Semi-star struck and embarrassed, Barber gave Ovechkin an out to the interview and assumed he’d take it.
“Do you not want to be on camera?” she asked. “My voice went up like three pitches higher and I said, ‘I swear I was not expecting you!’”
Ovechkin started laughing.
“If you do this interview, you will get me huge brownie points at work,” Barber said.
After hearing that, Ovechkin smiled and nodded. “Okay, sure!” he said.
“He was so friendly and down to earth,” Barber said.
The rest is history. Ovechkin, who was accompanied by his friend Konstantin, talked about getting extra gas so he could help clear snow for his neighbors with his snow blower. “We’re from Russia so we always have that kind of stuff,” Ovechkin explained.
As soon as Barber concluded the interview, she ran back to her car and called the station. She wasn’t supposed to be on-air until later in the day, but demanded to talk to a producer.
“Once the producer got on the phone, I yelled, ‘I JUST INTERVIEWED OVECHKIN!'”
He replied, “Are you serious?”
“I said, ‘I swear. I literally just interviewed Ovechkin at the gas station'” Barber said. “So we slapped a story together as fast as we could and sent it back to get it on air in like 20 minutes.”
Barber put the raw footage of her approaching and asking Ovechkin for the interview on her Twitter account. It went viral immediately, getting nearly 500 interactions on Twitter and starting an avalanche of coverage, including on RMNB.
“Part of why I posted the raw clip on my Twitter account was because I thought everybody’s reaction was the most captivating part,” Barber said. “Initially when we went on air, we didn’t go on air with that part. And as soon as I sent it in, I said, ‘Maybe we should just post the the straight raw video.’”
“I felt like people didn’t want to see him talking about what he was going to do with the gas,” she continued. “What I thought people would be interested in online and I quickly realized when I posted the video was they were more enamored in how random it was. And the fact he did it.”
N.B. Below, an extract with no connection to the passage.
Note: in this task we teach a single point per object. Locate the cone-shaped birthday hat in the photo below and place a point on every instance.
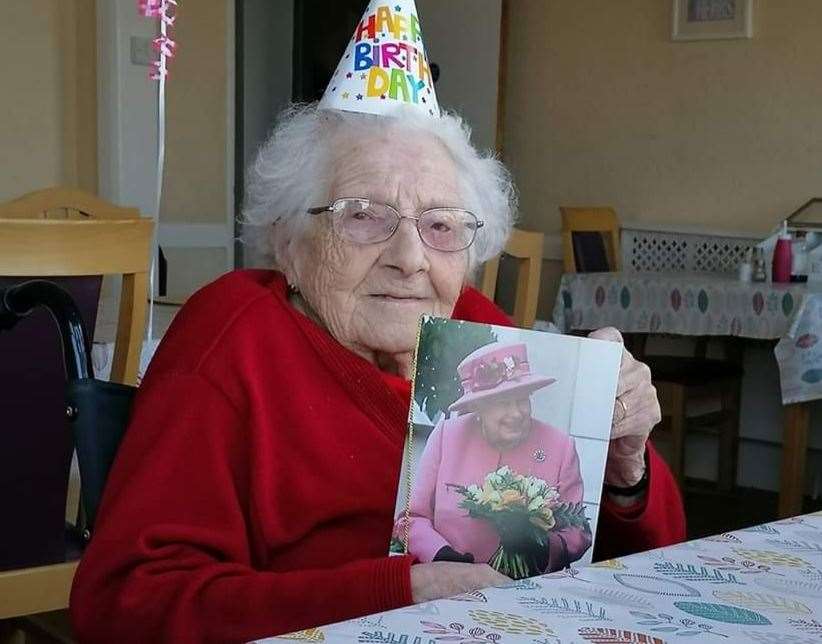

A week later, Barber graciously granted me an interview. We ate lunch at a nearby Silver Diner, talking about her viral moment while I picked at a salmon citrus salad. Afterwards, she drove me to the famous Exxon station where she stumbled into Ovechkin.
After we parked and got out of the car, Barber looked around, putting the pieces together of that fateful day in her mind. Then she saw pump number three and got excited. We walked over and reminisced. She agreed, again graciously, to pose in front of the pump. The moment wasn’t lost on me. I was photographing a talented, professional journalist in one of the least glamorous places you could be. But we both wanted to remember that moment.
“I still can’t believe it happened,” Barber said to me smiling.